We can also make it a little faster by specifying the fields we want in oa_snowball with options = list(select = c("id", "display_name", "authorships", "referenced_works")). Note that in the newest implementation, we allow different options for the core papers, the citing papers and the cited_by papers. Therefore, one will need to specify these options separately like so:

library(openalexR)
packageVersion("openalexR")
#> [1] '1.2.2.9999'
Sys.setenv(openalexR.print = 70)
w <- oa_fetch("works", options = list(sample = 20, seed = 1, select = "id"))
myids <- openalexR:::shorten_oaid(w$id)
my_opts <- list(select = c("id", "display_name", "authorships", "referenced_works"))
system.time({
  ilk_snowball <- oa_snowball(
    identifier = myids,
    options = my_opts,
    citing_params = list(options = my_opts),
    cited_by_params = list(options = my_opts),
    verbose = TRUE
  )
})
#> Requesting url: https://api.openalex.org/works?filter=openalex%3AW2752822653%7CW205754...
#> Getting 1 page of results with a total of 20 records...
#> Collecting all documents citing the target papers...
#> Requesting url: https://api.openalex.org/works?filter=cites%3AW2071641039%7CW199817383...
#> Getting 2 pages of results with a total of 324 records...
#> Collecting all documents cited by the target papers...
#> Requesting url: https://api.openalex.org/works?filter=cited_by%3AW2071641039%7CW199817...
#> Getting 1 page of results with a total of 135 records...
#>    user  system elapsed 
#>   0.898   0.016   2.075

Created on 2023-10-24 with reprex v2.0.2

rkrug commented 10 months ago

The specification of the fields seems to make a huge difference. Great.

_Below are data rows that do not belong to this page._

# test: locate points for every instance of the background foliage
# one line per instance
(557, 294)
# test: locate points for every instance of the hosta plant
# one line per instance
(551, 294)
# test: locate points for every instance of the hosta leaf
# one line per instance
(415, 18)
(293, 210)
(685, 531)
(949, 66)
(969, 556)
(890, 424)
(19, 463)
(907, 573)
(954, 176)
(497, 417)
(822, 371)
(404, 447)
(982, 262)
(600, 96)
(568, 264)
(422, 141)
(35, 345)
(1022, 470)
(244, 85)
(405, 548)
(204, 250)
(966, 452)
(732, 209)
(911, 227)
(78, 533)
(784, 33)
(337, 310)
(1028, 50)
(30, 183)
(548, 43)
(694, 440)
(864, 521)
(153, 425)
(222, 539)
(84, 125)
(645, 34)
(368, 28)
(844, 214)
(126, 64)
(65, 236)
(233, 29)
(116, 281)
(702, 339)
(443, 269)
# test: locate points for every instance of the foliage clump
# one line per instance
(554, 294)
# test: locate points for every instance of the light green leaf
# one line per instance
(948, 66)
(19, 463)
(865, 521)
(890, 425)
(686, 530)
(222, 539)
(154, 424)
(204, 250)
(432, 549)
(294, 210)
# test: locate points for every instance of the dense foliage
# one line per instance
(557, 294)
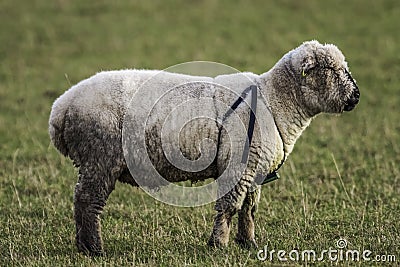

trangdata commented 10 months ago

one test threw a warning

~Oh man did OpenAlex change its author IDs again? I'll check. All tests ran fine two days ago so I'm not sure why A2208157607 and A923435168 are no longer valid author ids.~ Hmm... so I think what happened is that I wasn't thorough enough in my update of author IDs in #167. Will update these IDs now.